Call me a groundling, but I dare you to call me a thief, a liar, or a whore. Sure, those puritans did not say it to my face, but they knew what they were and so did I. And God. I liked to remind them of that when they passed by me and glanced out of the corner of their eyes, or when they stared at my good right hand, with dirt in the nails, that had been in God’s clean earth, doing the gardening, planting seeds, presently reaching for our shared bread in the basket, or a sliver of butter.
When I saw Susanna hold her gaze at me, and Alice try not to, oh what fun, oh what joy it was to say, God is always watching, isn’t He?
I preferred my breath to be nice and garlicked, keeping away the illnesses those dour ones kept giving us. The illness that killed my son John.
My sons, I did let them run. I did not keep them behind a fence. My boys could not even pretend to be a fox without those dour ones having their say in my childrearing, tipping off the boy’s fox ears and saying, If you disguise yourself, you betray God.
John the younger, rest him, came back after exploring for two weeks, wearing a string of shell beads around his neck, running to me, not scared, but asking instead if he could go back, begging me, really, to return with the Nausets.
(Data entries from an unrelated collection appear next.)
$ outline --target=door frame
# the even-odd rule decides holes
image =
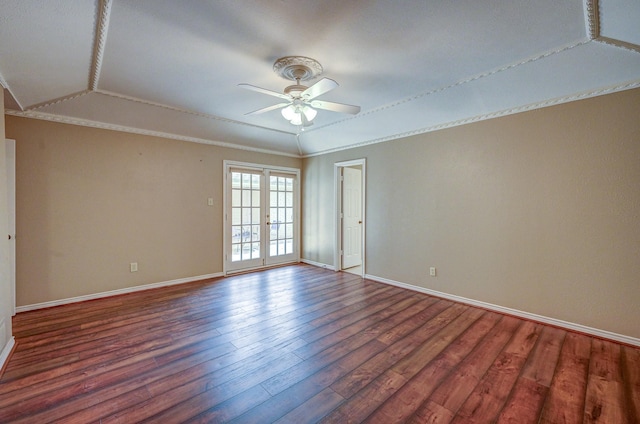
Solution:
[[[361,277],[364,278],[366,274],[366,229],[367,229],[367,220],[366,220],[366,211],[367,211],[367,203],[366,203],[366,187],[367,187],[367,160],[365,158],[362,159],[353,159],[343,162],[336,162],[333,164],[333,180],[334,180],[334,192],[335,192],[335,207],[334,207],[334,215],[335,215],[335,249],[333,251],[333,263],[336,271],[342,271],[342,168],[360,166],[362,169],[362,189],[360,190],[360,195],[362,196],[362,245],[360,251],[362,252],[362,271]]]
[[[285,263],[296,263],[296,262],[300,262],[300,169],[298,168],[288,168],[285,166],[275,166],[275,165],[265,165],[265,164],[257,164],[257,163],[249,163],[249,162],[238,162],[238,161],[233,161],[233,160],[223,160],[222,161],[222,273],[224,275],[228,275],[228,274],[234,274],[234,273],[239,273],[239,272],[247,272],[247,271],[252,271],[252,270],[256,270],[256,269],[264,269],[264,268],[268,268],[268,267],[272,267],[272,266],[279,266],[279,265],[283,265]],[[266,262],[263,261],[263,265],[260,266],[254,266],[254,267],[248,267],[248,268],[243,268],[243,269],[239,269],[239,270],[229,270],[227,269],[227,244],[231,242],[231,240],[229,240],[229,231],[227,231],[227,226],[228,226],[228,220],[229,220],[229,216],[228,216],[228,207],[229,207],[229,195],[230,193],[228,192],[228,175],[229,175],[229,170],[231,168],[245,168],[247,170],[252,170],[252,171],[262,171],[263,174],[266,173],[266,171],[270,171],[270,172],[282,172],[282,173],[286,173],[286,174],[292,174],[295,175],[296,177],[296,182],[295,182],[295,187],[294,187],[294,231],[295,231],[295,237],[294,237],[294,253],[295,253],[295,259],[289,262],[282,262],[282,263],[277,263],[277,264],[273,264],[273,265],[266,265]],[[266,182],[265,182],[265,188],[264,190],[266,191]],[[268,205],[266,205],[267,209],[268,209]],[[262,223],[263,225],[266,224],[266,221]],[[265,227],[266,228],[266,227]],[[261,240],[265,240],[265,237],[261,237]],[[265,242],[265,249],[267,248],[266,242]],[[264,260],[266,260],[266,255],[267,255],[267,251],[264,250]]]
[[[16,141],[5,139],[7,169],[7,230],[9,232],[9,285],[11,286],[11,315],[16,314]]]

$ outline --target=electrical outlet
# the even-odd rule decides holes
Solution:
[[[209,205],[209,206],[213,206],[213,197],[209,197],[209,198],[207,199],[207,205]]]
[[[129,264],[129,270],[131,272],[138,272],[138,262],[131,262]]]
[[[429,267],[429,275],[432,276],[432,277],[436,276],[436,267],[435,266]]]

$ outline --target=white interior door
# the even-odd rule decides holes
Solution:
[[[362,170],[342,168],[342,268],[362,265]]]
[[[225,169],[225,272],[298,261],[299,171]]]

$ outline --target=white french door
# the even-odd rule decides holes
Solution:
[[[299,170],[225,162],[225,272],[299,260]]]

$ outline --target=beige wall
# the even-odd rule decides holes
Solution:
[[[301,165],[296,158],[6,119],[16,140],[18,306],[219,273],[223,160]],[[129,272],[130,262],[138,262],[138,272]]]
[[[4,124],[4,90],[0,85],[0,140],[5,138]],[[6,234],[8,230],[7,214],[7,167],[4,143],[0,148],[0,354],[11,339],[11,315],[13,313],[13,296],[9,280],[9,245]],[[2,363],[0,363],[0,368]]]
[[[302,257],[333,264],[333,164],[366,158],[367,274],[640,338],[639,116],[636,89],[305,159]]]

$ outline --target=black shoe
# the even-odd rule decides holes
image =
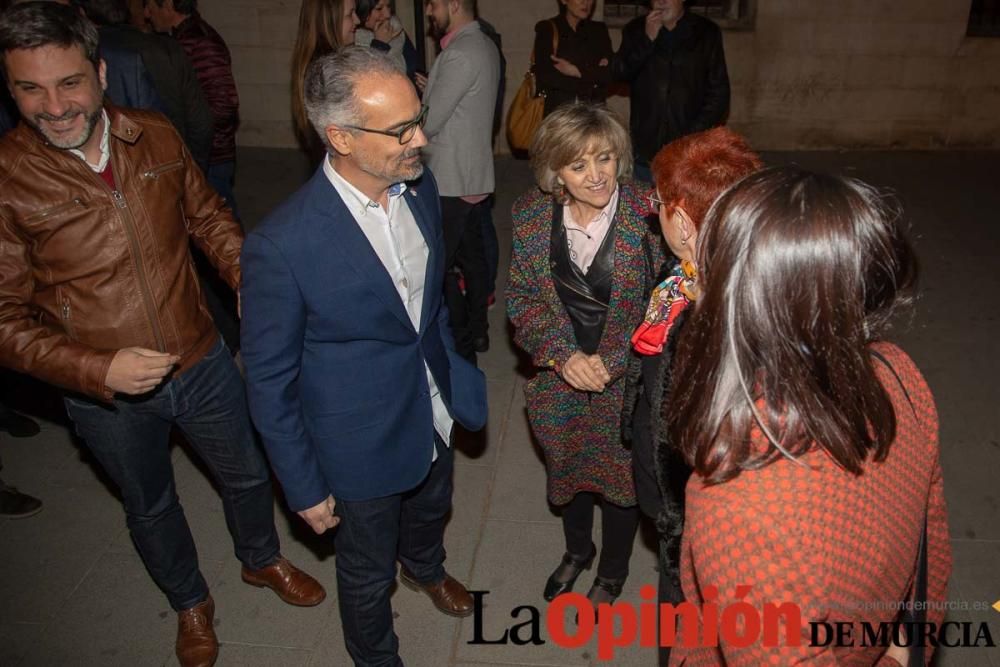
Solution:
[[[598,576],[594,579],[594,585],[587,591],[587,599],[597,609],[599,604],[614,604],[618,596],[622,594],[622,586],[625,585],[625,577],[621,579],[607,579]]]
[[[590,569],[596,555],[597,547],[593,543],[590,544],[590,553],[583,558],[574,556],[569,552],[564,553],[562,563],[559,564],[559,567],[555,569],[555,572],[545,582],[545,599],[548,602],[552,602],[556,599],[557,595],[573,590],[573,584],[576,583],[577,577],[584,570]]]
[[[490,337],[486,335],[476,336],[472,339],[472,349],[476,352],[488,351],[490,349]]]
[[[30,438],[38,435],[41,430],[34,419],[28,419],[13,410],[7,410],[0,418],[0,431],[7,431],[15,438]]]
[[[25,519],[42,511],[42,501],[0,483],[0,517]]]

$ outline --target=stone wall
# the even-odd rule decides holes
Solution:
[[[398,3],[412,25],[412,3]],[[299,4],[201,2],[233,53],[242,145],[294,145],[288,78]],[[730,122],[756,147],[1000,148],[1000,39],[965,36],[969,0],[756,4],[752,30],[724,33]],[[503,35],[509,102],[528,67],[533,26],[554,14],[556,0],[479,6]],[[612,39],[617,45],[620,31]],[[612,105],[627,115],[627,98]],[[506,151],[502,139],[497,149]]]

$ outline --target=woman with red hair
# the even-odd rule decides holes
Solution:
[[[747,142],[724,127],[677,139],[660,149],[652,163],[656,190],[650,206],[674,256],[660,272],[646,317],[632,337],[638,356],[629,369],[623,431],[632,443],[639,507],[656,521],[660,536],[660,602],[677,604],[683,599],[678,556],[690,468],[666,441],[660,406],[670,409],[677,333],[685,309],[701,291],[696,264],[699,232],[715,199],[760,168],[760,158]],[[669,648],[660,649],[661,664],[669,654]]]

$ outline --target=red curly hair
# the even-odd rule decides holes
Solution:
[[[682,207],[700,229],[712,202],[764,163],[742,136],[727,127],[714,127],[670,142],[651,166],[667,210]]]

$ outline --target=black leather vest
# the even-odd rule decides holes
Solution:
[[[584,354],[594,354],[604,334],[608,304],[611,301],[611,282],[615,272],[615,229],[618,216],[611,219],[608,234],[597,250],[590,270],[585,274],[573,263],[563,227],[563,207],[556,204],[552,214],[552,243],[549,266],[556,293],[569,319],[573,323],[576,344]]]

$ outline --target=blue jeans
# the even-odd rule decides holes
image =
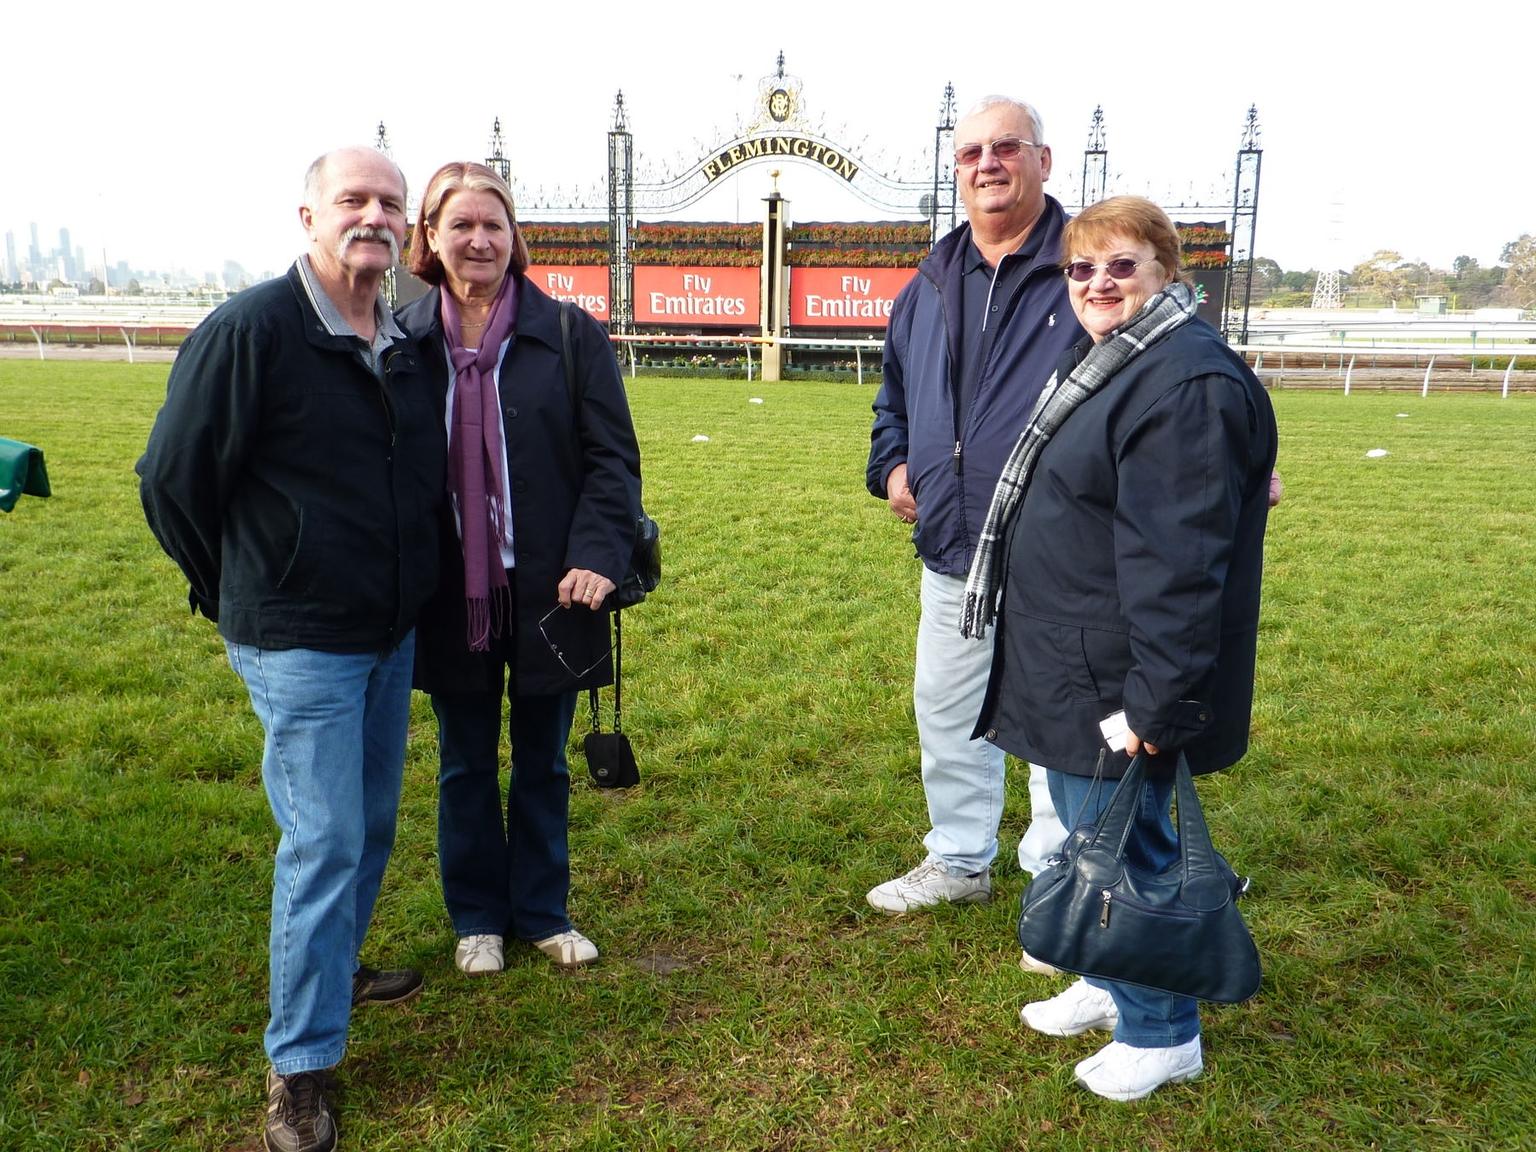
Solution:
[[[346,1050],[352,975],[395,842],[415,639],[387,653],[225,644],[267,734],[261,778],[280,835],[266,1049],[284,1075]]]
[[[571,927],[565,744],[576,693],[522,696],[508,685],[512,773],[502,822],[501,699],[495,692],[432,697],[441,765],[437,855],[443,901],[459,936],[543,940]]]
[[[923,846],[946,870],[969,875],[985,872],[997,855],[1006,768],[1001,748],[971,739],[992,673],[992,637],[960,635],[964,599],[964,580],[924,566],[912,705],[931,824]],[[1061,847],[1067,830],[1051,806],[1045,769],[1033,764],[1029,796],[1030,824],[1019,841],[1019,865],[1033,874]]]
[[[1047,773],[1051,798],[1056,810],[1067,816],[1075,828],[1091,824],[1109,806],[1116,780],[1092,776],[1073,776],[1066,772]],[[1151,872],[1163,872],[1178,862],[1179,838],[1169,819],[1173,800],[1173,777],[1148,779],[1142,792],[1141,807],[1131,825],[1125,844],[1127,862]],[[1117,980],[1088,979],[1114,997],[1120,1010],[1115,1025],[1115,1039],[1136,1048],[1174,1048],[1200,1035],[1200,1002],[1189,996],[1154,992],[1136,984]]]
Of course I hit him, slapped the back of his head, sent him staggering forward, but I smiled, too. My boy was not afraid. The only things I hoped he feared were me and his father. When he died, how did our governor comfort us? By denying us his parcel of land.
I did not want Francis to fear these gnats, or take the same fate, so I encouraged him to leave as soon as he could. Even when the hypocrites drank—which they did, often—they tried to hide any enjoyment they got from it. The most fearful people I ever set eyes upon. Excepting my grandmother about her priest, my grandfather with the magistrate, and my husband about all snakes.
Which meant they could be easily batted around by fearmongers. Captain Myles Standish—Captain Shrimp, to us—enjoyed it. That hired soldier thought himself right and how easy it was for him to say to Bradford, But the Savages, Governor. Who was the governor of New Plymouth? If ye asked me, I would say Captain Shrimp.